Kathryn Ullrich began her career in tech management in the mid-1980s. After graduating cum laude in electrical engineering from the University of Michigan, she and a friend, a man, were hired at the same company in California. Her role was to manage the daily service people, while he was put on special projects to work on proposals with other managers. Years later, Ullrich worked in strategy consulting and was passed over for a promotion by an underperforming male colleague. She moved on to software marketing, where she was a product manager doing the same amount of work as a general manager.
Throughout the continuous setbacks she experienced, Ullrich learned she shared a similarity with other women engineers: they all had a close family member as their first mentor. Ullrich remembered the conversations she had with her father about applying the theories she had learned in school to the practical work environment. He taught her to identify color codes on resistors by sharing a few songs engineers used as mnemonics.
“You needed to have a role model,” Ullrich says. “At the time, all the role models were men. So it had to be somebody who was close to the family, so we could figure out it’s OK to go into engineering. We had the support of fathers, uncles, and brothers, so it wasn’t foreign to us.” Today, Ullrich is a technology partner at Odgers Berndtson, an executive search firm, where she helps tech companies with diversity recruitment at the VP and C-suite level.
While there has been ongoing support for women in computing in recent years, the percentage of women majoring in computer science in the US peaked at 37% in 1984 before plummeting, according to a 2016 report by the National Center for Women & Information Technology (NCWIT). The report also found that the percentage of women who held computing-based jobs has been in a steady decline since its height at 36% in 1991. And in a 2019 fact sheet, the NCWIT found that only 26% of professional computing occupations in the US that year were held by women.
Since the 1940s, the US has been among the world’s leaders in computing, yet today, the gender disparity between computing professionals in the country remains greater than it was in the 1980s. Through cultural, economic, and policy decisions in the US, that decade seemed to have brought the gender biases of generations past to a peak, shaping a developing industry and casting a shadow over women in computing today.
The 1940s to 1960s: The gendering of early computing roles
Since the industry’s nascent years, societal biases have influenced the designation—and credit—of computing labor between genders. In the 1940s, the US military funded the country’s first programmable digital computer: the Electronic Numerical Integrator and Computer (ENIAC).
The project leaders assigned the prestigious work of hardware engineering to men, while underestimating the technical and analytical rigor that programming the machine would require, according to Jennifer Light’s 1999 study titled When Computers Were Women. Perceiving programming as clerical work, the project leaders recruited six women—Kathleen McNulty, Frances Bilas, Betty Jean Jennings, Betty Holberton, Ruth Lichterman, and Marlyn Wescoff—whose essential contributions were later omitted from press coverage and public demonstrations of ENIAC.
“The role of the War Department and media in shaping public discourse about the machine and its meaning is significant.

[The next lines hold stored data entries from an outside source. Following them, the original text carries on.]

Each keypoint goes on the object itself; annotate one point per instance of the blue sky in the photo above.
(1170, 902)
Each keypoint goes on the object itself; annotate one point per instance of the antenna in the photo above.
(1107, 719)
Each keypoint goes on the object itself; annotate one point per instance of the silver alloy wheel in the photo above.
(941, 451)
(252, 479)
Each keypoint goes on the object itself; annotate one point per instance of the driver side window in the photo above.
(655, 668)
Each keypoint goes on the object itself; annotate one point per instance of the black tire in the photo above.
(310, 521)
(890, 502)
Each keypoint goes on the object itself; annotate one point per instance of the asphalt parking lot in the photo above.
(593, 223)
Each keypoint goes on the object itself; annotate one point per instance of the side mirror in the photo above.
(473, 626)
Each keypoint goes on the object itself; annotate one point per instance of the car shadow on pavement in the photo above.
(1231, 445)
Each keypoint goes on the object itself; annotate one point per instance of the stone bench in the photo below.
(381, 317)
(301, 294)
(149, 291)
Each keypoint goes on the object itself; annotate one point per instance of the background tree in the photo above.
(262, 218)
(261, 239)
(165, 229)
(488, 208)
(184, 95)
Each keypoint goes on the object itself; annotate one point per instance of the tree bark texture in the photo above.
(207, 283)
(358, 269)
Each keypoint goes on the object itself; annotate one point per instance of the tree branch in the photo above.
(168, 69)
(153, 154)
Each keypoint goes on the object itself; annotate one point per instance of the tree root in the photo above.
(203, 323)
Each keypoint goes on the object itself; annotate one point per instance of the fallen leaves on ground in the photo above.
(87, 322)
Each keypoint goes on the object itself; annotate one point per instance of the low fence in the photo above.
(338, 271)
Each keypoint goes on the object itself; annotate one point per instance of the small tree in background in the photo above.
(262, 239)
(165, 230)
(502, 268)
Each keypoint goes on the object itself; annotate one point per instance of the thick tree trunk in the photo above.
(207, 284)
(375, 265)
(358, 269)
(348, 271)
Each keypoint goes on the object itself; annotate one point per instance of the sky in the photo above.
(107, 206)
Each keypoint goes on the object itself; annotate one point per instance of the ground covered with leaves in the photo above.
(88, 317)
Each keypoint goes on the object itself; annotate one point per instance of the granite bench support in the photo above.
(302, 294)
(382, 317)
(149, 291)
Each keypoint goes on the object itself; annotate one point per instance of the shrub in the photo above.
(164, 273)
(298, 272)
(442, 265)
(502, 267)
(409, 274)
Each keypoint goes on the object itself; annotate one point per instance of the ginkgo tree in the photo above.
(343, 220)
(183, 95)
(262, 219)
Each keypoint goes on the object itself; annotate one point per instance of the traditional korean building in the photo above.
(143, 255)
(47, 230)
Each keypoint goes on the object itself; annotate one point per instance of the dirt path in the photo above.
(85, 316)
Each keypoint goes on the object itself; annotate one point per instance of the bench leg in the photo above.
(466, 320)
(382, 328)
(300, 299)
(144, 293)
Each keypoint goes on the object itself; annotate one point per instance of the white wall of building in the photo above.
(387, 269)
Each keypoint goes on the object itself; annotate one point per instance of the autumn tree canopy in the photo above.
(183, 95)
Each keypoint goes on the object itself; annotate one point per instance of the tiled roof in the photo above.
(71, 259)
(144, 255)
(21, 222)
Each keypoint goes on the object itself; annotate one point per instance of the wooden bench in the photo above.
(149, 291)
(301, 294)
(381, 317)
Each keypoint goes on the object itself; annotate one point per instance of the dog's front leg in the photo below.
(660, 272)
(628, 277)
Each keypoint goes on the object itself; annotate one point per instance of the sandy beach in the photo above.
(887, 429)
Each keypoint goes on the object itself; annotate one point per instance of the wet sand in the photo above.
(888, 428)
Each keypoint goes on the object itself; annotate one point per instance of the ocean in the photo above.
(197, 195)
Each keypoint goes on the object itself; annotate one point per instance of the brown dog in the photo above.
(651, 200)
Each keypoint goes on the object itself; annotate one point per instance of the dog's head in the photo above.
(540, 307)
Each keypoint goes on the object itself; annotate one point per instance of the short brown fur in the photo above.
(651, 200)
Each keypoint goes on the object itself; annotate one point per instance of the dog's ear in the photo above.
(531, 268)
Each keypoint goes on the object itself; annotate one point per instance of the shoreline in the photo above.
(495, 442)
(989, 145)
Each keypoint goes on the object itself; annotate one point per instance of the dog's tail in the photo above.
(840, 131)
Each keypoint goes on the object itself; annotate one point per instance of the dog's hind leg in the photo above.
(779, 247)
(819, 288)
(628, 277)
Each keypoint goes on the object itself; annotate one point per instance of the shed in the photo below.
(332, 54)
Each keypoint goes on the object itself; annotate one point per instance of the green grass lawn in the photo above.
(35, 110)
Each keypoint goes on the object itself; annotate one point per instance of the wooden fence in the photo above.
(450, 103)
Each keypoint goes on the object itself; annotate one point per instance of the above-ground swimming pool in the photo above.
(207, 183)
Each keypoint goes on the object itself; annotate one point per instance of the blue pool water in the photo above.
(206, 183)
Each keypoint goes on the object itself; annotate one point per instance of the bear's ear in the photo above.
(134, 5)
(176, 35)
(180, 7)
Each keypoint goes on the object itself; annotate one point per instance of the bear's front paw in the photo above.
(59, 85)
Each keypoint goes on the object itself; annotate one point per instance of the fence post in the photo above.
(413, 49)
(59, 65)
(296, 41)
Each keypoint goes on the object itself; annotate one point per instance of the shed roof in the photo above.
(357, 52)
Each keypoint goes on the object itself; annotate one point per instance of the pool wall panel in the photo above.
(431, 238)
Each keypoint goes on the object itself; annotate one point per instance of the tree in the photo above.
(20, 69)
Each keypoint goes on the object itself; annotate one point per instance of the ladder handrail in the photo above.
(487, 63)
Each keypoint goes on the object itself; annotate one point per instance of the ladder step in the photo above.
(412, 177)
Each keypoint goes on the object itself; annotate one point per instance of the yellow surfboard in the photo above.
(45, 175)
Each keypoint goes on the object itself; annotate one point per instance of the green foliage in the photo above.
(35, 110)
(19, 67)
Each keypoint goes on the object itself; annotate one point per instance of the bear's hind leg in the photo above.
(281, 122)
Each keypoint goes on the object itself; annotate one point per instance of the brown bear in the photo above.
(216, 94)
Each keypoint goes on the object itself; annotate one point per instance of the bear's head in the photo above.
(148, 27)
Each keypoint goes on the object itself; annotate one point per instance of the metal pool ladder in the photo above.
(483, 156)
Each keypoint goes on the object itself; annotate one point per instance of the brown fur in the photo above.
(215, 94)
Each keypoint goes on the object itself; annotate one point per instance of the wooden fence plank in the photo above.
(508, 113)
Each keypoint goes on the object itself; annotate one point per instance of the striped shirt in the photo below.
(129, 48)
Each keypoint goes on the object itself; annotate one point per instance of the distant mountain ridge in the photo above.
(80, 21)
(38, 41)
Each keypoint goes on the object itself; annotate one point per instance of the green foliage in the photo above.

Several potential opportunities for women operators to get some public attention and credit for their work never materialized,” Light writes.
Through the 1950s to the 1960s, demand for coders increased as companies adopted enterprise software programs. Programmers were hired on aptitude, often taking pattern-recognition tests and being trained on the job, and women accounted for 30-50% of computer programmers, according to research by Claire L. Evans, published in her book Broad Band: The Untold Story of the Women Who Made the Internet.
Computer programming was perceived as similar to secretarial work, but its opportunities for career advancement made it a popular career choice for women at that time. In a 1967 Cosmopolitan article titled The Computer Girls, Lois Mandel wrote that organized and detail-oriented women even had advantages over men in programming. Citing the notable computer scientist Grace Hopper, Mandel says: “You have to plan ahead and schedule everything so it’s ready when you need it. Programming requires patience and the ability to handle detail. Women are ‘naturals’ at computer programming.”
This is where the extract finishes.